Sumber: Lihat dalam Al-A’lam karya Az-Zirikli, 5/322. dan Hadiyyatul ‘Arifin, karya Al-Babani, 2/129.
Tafsir Terbaik Dalam Hukum
Kitab Tafsir Al-Qurthubi diyakini sebagian besar ulama sebagai salah satu kitab tafsir terbaik dalam menguraikan kandungan hukum Al-Quran.
Sebagaimana kitab-kitab hadits yang masing-masing mempunyai corak dan keunggulan dari segi pemaparan, beberapa kitab tafsir Al-Quran pun mempunyai ciri, corak dan keunggulan yang berbeda. Setelah sebelumnya kita menampilkan karya-karya tafsir yang menonjol dari sisi metodologi dan periodisasi, kali ini kita akan mengapresiasi kitab tafsir yang dianggap memiliki keunggulan dari sisi pengungkapan kandungan hukum ayat-ayatnya.

Tafsir ini memiliki judul asli Al-Jâmi’Li Ahkâm al-Qur`ân. Namun karena disusun oleh Al-Imam Abu Abdillah Muhammad bin Ahmad bin Farh Al-Anshâri Al-Khazraji Al-Andalusi Al-Qurthubi, belakangan kitab tafsir ini lebih populer dengan sebutan Tafsir Al-Qurthubi atau Tafsir Qurthubi saja.
Corak Penafsirannya
Dalam menafsirkan ayat, Imam Qurthubi menggunakan alur yang sangat sistematis yang dimulai dari menuliskan ayat yang akan ditafsirkan. Setelah itu memberikan komentar atau penjelasan, termasuk asbabun nuzul atau sebab-sebab turunnya ayat. Dilanjutkan dengan penjelasan kosa kata yang rumit, ulasan tentang perbedaan bacaan dan kedudukan tata bahasanya, mencantumkan hadits yang mengulas masalah tersebut lengkap dengan sanad dan ulasan kualitasnya, serta menukil dan mengomentari perkataan para imam dan ulama fuqaha, serta pendapat ulama salaf lain dan pengikutnya.

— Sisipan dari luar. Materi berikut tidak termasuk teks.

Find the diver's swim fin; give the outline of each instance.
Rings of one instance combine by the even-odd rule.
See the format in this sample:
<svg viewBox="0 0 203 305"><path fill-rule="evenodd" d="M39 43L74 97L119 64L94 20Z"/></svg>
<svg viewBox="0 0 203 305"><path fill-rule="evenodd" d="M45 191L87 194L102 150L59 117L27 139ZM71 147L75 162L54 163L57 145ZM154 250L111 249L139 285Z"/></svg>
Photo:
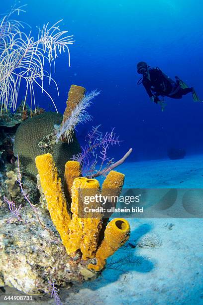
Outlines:
<svg viewBox="0 0 203 305"><path fill-rule="evenodd" d="M184 82L181 80L181 79L180 79L180 78L178 76L176 76L175 78L176 78L176 80L179 82L179 85L182 89L186 89L186 88L190 88L188 86L188 85L187 85L187 84L184 83ZM200 100L200 99L199 98L194 88L193 88L193 91L192 92L192 95L193 96L193 99L194 102L202 102L202 101Z"/></svg>
<svg viewBox="0 0 203 305"><path fill-rule="evenodd" d="M201 100L199 98L198 96L197 95L197 93L195 91L195 89L193 88L193 91L192 93L192 95L193 96L193 99L194 102L202 102Z"/></svg>

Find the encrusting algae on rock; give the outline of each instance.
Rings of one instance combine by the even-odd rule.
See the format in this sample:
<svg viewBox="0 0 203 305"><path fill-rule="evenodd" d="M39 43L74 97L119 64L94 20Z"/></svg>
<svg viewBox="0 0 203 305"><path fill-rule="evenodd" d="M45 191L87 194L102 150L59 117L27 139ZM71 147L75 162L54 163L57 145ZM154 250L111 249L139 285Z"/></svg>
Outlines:
<svg viewBox="0 0 203 305"><path fill-rule="evenodd" d="M92 262L89 261L87 262L87 267L99 271L104 267L106 258L127 240L130 226L125 219L111 220L105 227L104 237L98 248L99 241L101 239L100 235L103 234L102 230L102 225L105 224L106 226L107 221L104 219L103 222L102 215L100 213L97 214L97 218L95 215L94 217L79 218L79 209L83 205L81 190L86 191L86 195L95 196L100 192L100 183L96 179L77 177L80 167L76 163L78 162L69 161L66 164L65 183L68 182L67 188L69 191L71 187L72 216L71 219L67 210L61 180L57 175L51 155L47 153L36 158L36 165L40 176L41 186L51 218L60 234L67 253L71 257L77 257L79 259L80 257L80 259L84 261L96 259L96 264L89 263ZM68 168L70 169L70 171ZM77 177L73 180L74 177ZM102 193L105 193L104 187L106 187L108 193L110 189L113 195L115 194L119 195L124 178L123 174L110 171L103 183ZM92 203L93 205L94 203Z"/></svg>

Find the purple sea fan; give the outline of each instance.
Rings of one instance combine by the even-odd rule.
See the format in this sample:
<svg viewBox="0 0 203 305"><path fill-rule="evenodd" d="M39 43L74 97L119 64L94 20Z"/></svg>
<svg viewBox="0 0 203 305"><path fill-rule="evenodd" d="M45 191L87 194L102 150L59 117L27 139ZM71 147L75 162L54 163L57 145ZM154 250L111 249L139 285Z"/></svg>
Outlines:
<svg viewBox="0 0 203 305"><path fill-rule="evenodd" d="M93 127L86 137L86 141L88 144L85 148L82 148L82 152L75 155L73 160L79 162L82 166L82 171L84 176L92 177L108 172L108 168L113 163L113 158L107 157L107 151L109 146L119 145L121 141L119 137L116 136L114 129L110 133L106 132L104 135L99 131L101 125ZM98 157L101 159L101 162L99 169L96 170L98 165ZM110 169L109 169L110 170Z"/></svg>
<svg viewBox="0 0 203 305"><path fill-rule="evenodd" d="M59 54L67 51L69 65L69 45L74 42L73 35L67 35L68 31L61 31L60 20L50 26L44 24L39 29L38 37L35 39L30 32L28 35L21 30L22 22L9 21L11 14L24 11L20 6L13 8L10 12L0 20L0 104L2 109L7 107L16 109L19 90L22 81L26 84L24 105L28 95L31 113L35 109L34 86L37 85L45 93L56 106L45 90L44 81L47 78L50 84L53 81L59 94L57 85L52 77L52 66L55 71L55 59ZM49 69L45 70L45 64Z"/></svg>
<svg viewBox="0 0 203 305"><path fill-rule="evenodd" d="M62 138L65 139L68 143L72 141L72 134L76 125L92 120L87 109L92 104L94 98L99 95L100 91L93 90L86 94L72 111L71 115L64 123L60 126L55 125L56 142L58 143Z"/></svg>
<svg viewBox="0 0 203 305"><path fill-rule="evenodd" d="M17 207L15 205L15 202L13 201L10 201L7 199L5 196L3 196L3 200L5 202L8 204L9 209L11 212L12 215L16 217L19 221L22 221L22 219L20 215L20 210L22 209L21 204L20 204L18 207ZM10 220L11 218L10 218Z"/></svg>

Terakhir ia juga mencantumkan nomor urut setiap masalah hukum yang terdapat dalam suatu ayat. Karena itulah, jika dibanding tafsir-tafsir lain, Tafsir Qurthubi ini dikenal sangat padat dengan kajian hukum dan enak dibaca.
Selain dilengkapi dengan pendapat ahli fiqih, argumentasi penafsiran Imam Qurthubi juga banyak dikuatkan dengan syair arab dan pendapat para ahli tafsir sebelumnya seperti Ibnu Jarir, Ibnu Athiya, Ibnu Arabi, Ilya Al-Harasi, dan Al-Jasshash, yang ditambah dengan komentarnya sendiri.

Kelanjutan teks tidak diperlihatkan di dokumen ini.